The problem of evaluating different learning rules and other statistical estimators is analysed. A new general theory of statistical inference is developed by combining Bayesian decision theory with information geometry. It is coherent and invariant. For each sample a unique ideal estimate exists and is given by an average over the posterior. An optimal estimate within a model is given by a projection of the ideal estimate. The ideal estimate is a sufficient statistic of the posterior, so practical learning rules are functions of the ideal estimator. If the sole purpose of learning is to extract information from the data, the learning rule must also approximate the ideal estimator. This framework is applicable to both Bayesian and non-Bayesian methods, with arbitrary statistical models, and to supervised, unsupervised and reinforcement learning schemes.

An upper bound on the Bayesian error bars for generalized linear regression

In the Bayesian framework, predictions for a regression problem are expressed in terms of a distribution of output values. The mode of this distribution corresponds to the most probable output, while the uncertainty associated with the predictions can conveniently be expressed in terms of error bars. In this paper we consider the evaluation of error bars in the context of the class of generalized linear regression models. We provide insights into the dependence of the error bars on the location of the data points and we derive an upper bound on the true error bars in terms of the contributions from individual data points which are themselves easily evaluated.

Regression with Gaussian processes

The Bayesian analysis of neural networks is difficult because the prior over functions has a complex form, leading to implementations that either make approximations or use Monte Carlo integration techniques. In this paper I investigate the use of Gaussian process priors over functions, which permit the predictive Bayesian analysis to be carried out exactly using matrix operations. The method has been tested on two challenging problems and has produced excellent results.

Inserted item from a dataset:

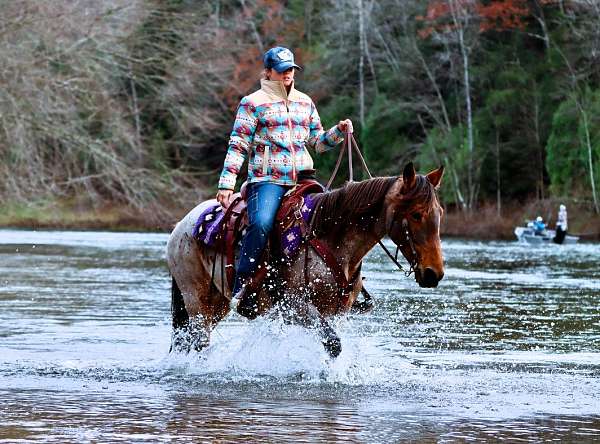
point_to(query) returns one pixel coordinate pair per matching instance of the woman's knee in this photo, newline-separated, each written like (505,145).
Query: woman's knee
(263,223)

On the relationship between Bayesian error bars and the input data density

We investigate the dependence of Bayesian error bars on the distribution of data in input space. For generalized linear regression models we derive an upper bound on the error bars which shows that, in the neighbourhood of the data points, the error bars are substantially reduced from their prior values. For regions of high data density we also show that the contribution to the output variance due to the uncertainty in the weights can exhibit an approximate inverse proportionality to the probability density. Empirical results support these conclusions.